Майя очнулась, увидела рядом с собой понурого Василь Васильевича, тронула его за плечо:
– Василь Васильевич! Вы, наверно, проголодались? Он с усилием вернулся к ней из далекого далека:
– Что?.. А-а... Нет, спасибо.
– Давайте я вам бутерброд сделаю? И компота налью?
– Спасибо, Майечка. Не лезет мне кусок в горло со вчерашнего дня. – И в третий раз повторил с чувством: – Спасибо. Добрая ты девочка. Лучше я во двор пойду. На свежем воздухе побуду.
Не свежий воздух ему нужен, а поскорей «перевозку» увидеть. Спешит навстречу своей беде. И своей надежде.
Тележка с супом остановилась у дверей двенадцатой палаты.
Официантка окликнула Майю:
– Отнесешь вашим лежачим?
– Одна у нас сегодня. – Майя поднялась. – Для другой на кухне оставьте, пожалуйста. – Взяла из горки тарелку, подставила под половник: – Пожиже налейте.
Муж собрался уходить.
– Поезд на Свердловск, – объяснил он Тамаре Георгиевне, – около девятнадцати часов, а мне надо заехать в министерство и еще собраться... Думаю, что к следующей среде мы там управимся, в четверг буду в Москве. Будь умницей, ни о чем не беспокойся.
Тамара Георгиевна, похоже, ни о чем уже не беспокоилась.
Майя стояла с тарелкой в руках за его спиной.
– Вы ее покормите? – На поезд он спешит! Тот не сразу вник, что вопрос обращен к нему
– Я?..
– А кто же?
– Если больше некому... – Он вдруг беспомощно взглянул на Майю. Допекли они его, похоже, своей коллективной неприязнью.
В самом деле, за что взъелись? Такое свалилось несчастье. Словно кто-то злой протянул незаметно веревку поперек его победоносной дороги. Ноги запутались, и он – хлоп носом о жесткий бетон. Окончен стремительный, радостный бег. Легко ли смириться? Согласиться?..
– Ладно, ступайте, – сурово сказала Майя. Понять, может, и поняла, а простить не хотела. За то, что сначала о себе думает, а потом о жене. Что смеет ее не любить!..

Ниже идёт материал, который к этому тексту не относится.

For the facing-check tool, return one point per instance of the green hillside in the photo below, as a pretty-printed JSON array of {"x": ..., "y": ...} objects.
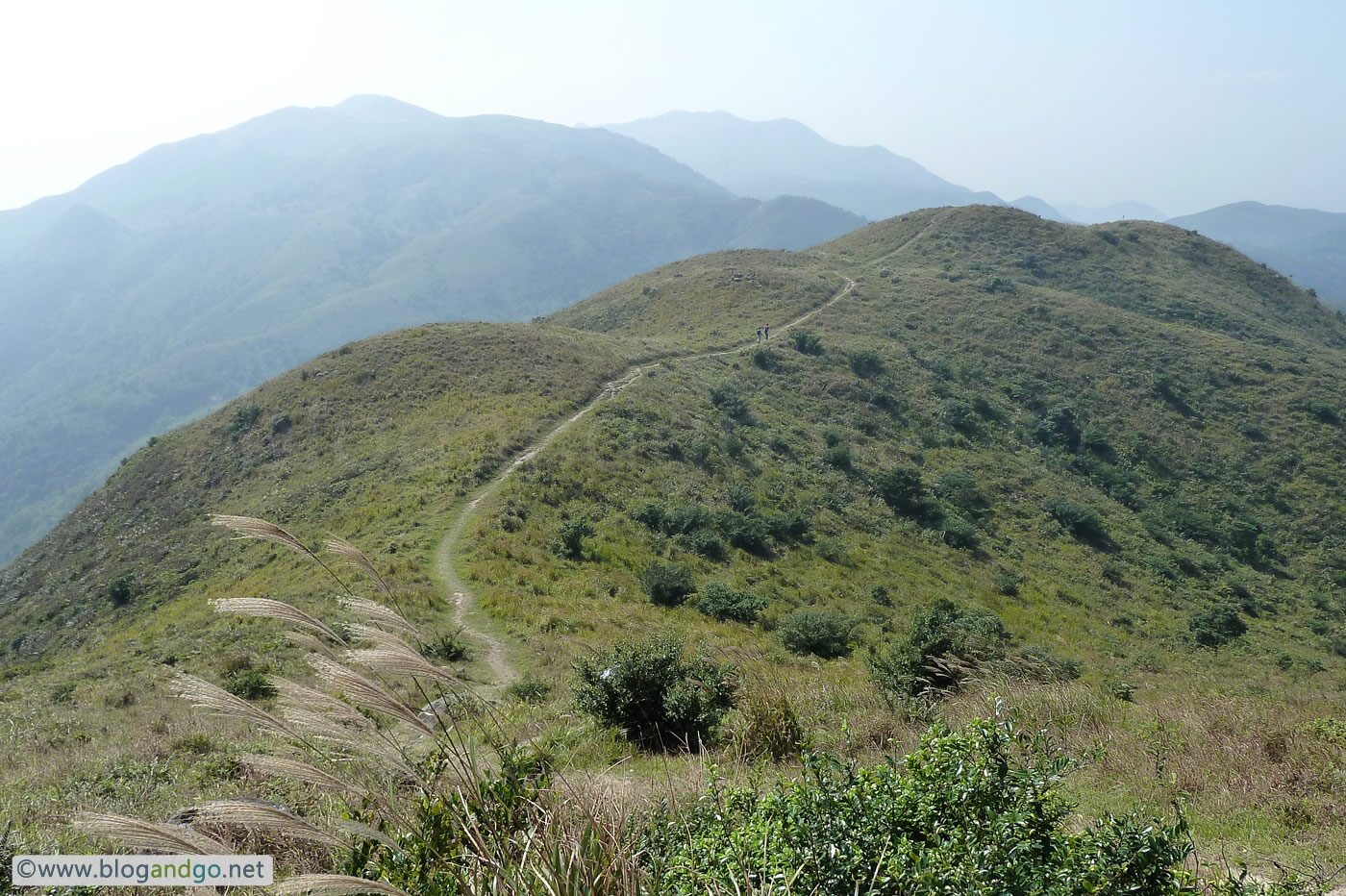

– Ну почему же... – неискренне запротестовал он. Тамара Георгиевна возбужденно стала показывать, чтобы поскорей уходил. Ожесточенно махала рукой: иди! иди!..
– Да, – сказал он как бы сам себе. – Правду говорят, что у таких больных сильно меняются характеры.
Пожалела Майя его!.. Хотелось сказать: изменится характер, конечно. Только от болезни ли?.. Промолчала, глянула опять волчонком.
А к нему опять вернулось прежнее достоинство. Или – высокомерие?.. Опять ни на кого не смотрит.
– Не нервничай, Тамара, прошу тебя. – И дотронулся губами до ее волос. Раньше-то он как ее целовал, интересно?
Тамара Георгиевна резко повернула голову к стене.